Wednesday, July 12, 2006

c'est la vie. e é bom!

no sarau, guimarães rosa. tudo. fischer, buf.
mensagem do além. tem gente q ressuscita.
outras se matam. eu, de sono.
música!

almoço legal.
tricô pela web. agulhas número 7.
na vida real, roupa individual.
carreiras sem arremate e casas próximas!

adoro me mudar.
só depois.
odeio encaixotar minhas coisas frágeis.

não, não é poesia. nem homeopatia.
c'est la vie.
sinteticamente.

Thursday, July 06, 2006

j'adore

desde ontem
me diz pela manhã:

'Minha intimidade se cobrirá com o teu gosto.'

ele me anoitece
hoje
absoluta
e infinita
período mensal,
visceral.
sanguíneo.
triiim na madrugada.
nasci de água e sal,
essa manhã.
desde ontem.

Sunday, July 02, 2006

sortimentos

mistérios gozosos são os mistérios da alegria, do terço – ou seria do rosário? o primeiro é a anunciação do nascimento de jesus à maria, pelo arcanjo gabriel. os demais, je ne me rapelle pas. catequese, nada?
ok, aconteceu há anos luz, e, por exemplo, a única coisa da catequese que a minha irmã mais nova se lembra é de q adultério é pecado. eu me lembro q me sentia o último dos indivíduos quando me confessava. sacrifício necessário e requerido para descobrir afinal, qual era o gosto da hóstia.
prematuramente, no entanto, descobri q a hóstia era idêntica a uma parte do torrone – à parte externa, lógico. resultado: me desinteressei da hóstia.
nesse mesmo período descobri o q foi a inquisição e li ‘as brumas de avalon’ – quem não leu? resultado: me desinteressei da igreja.

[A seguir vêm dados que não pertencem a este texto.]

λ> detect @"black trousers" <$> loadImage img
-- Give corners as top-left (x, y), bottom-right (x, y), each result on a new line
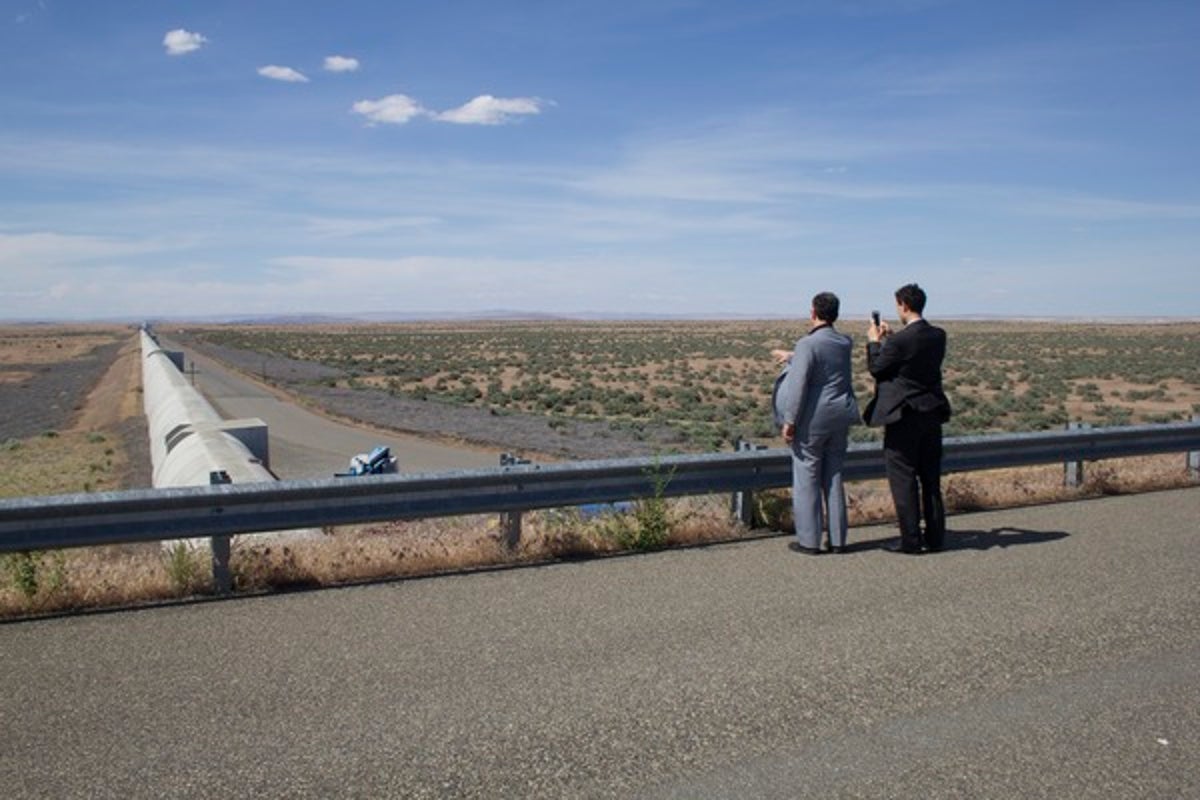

p.s. existem outras classes de mistérios na religião católica apostólica e romana: os mistérios da dor, por exemplo, os da luz. mas nenhum tem essa sonoridade quase simbolista: ‘mistérios gozosos’... e cada um, afinal, q goze como lhe aprouver.

p.p.s. a leitura do referido livro – as brumas, na minha irmã gêmea causou outra sorte de marca indelével, além, é claro de uma ojeriza pronunciada - aos quatro ventos por ela - à igreja católica apostólica e romana. seu ‘modelo de homem ideal’ – redundando mesmo e de propósito – tornou-se: uther, o pendragon.

outras solicitações [úteis?]:
sahlins é um antropólogo. trabalha com antropologia econômica - isso existe. parafraseando keynes, diz q, a longo prazo, todos estaremos é... *errados*.

ercília é uma das cidades do reino de kublai khan, descritas pelo [embusteiro - mas adorável] marco polo, em 'cidades invisíveis' - italo calvino. em ercília as pessoas teciam fios entre as casas, materializando relações de trabalho, de amizade, de amor etc etc. evidentemente q as relações são dinâmicas e daí pra coisa virar uma 'nozeira' não precisa muito tempo. quando acontece, eles cortam os fios abandonam a cidade e recomeçam em outro lugar. das 'invisíveis', é minha preferida.


sobre copa do mundo, nada. a não ser:
. meu comentarista particular - q é mais sabido - muuuito, mas muuuito mais - q todos os 'óbvios' da equipe da tv globo juntos - aposta na alemanha.
. eu, sou felipão+figo futebol clube.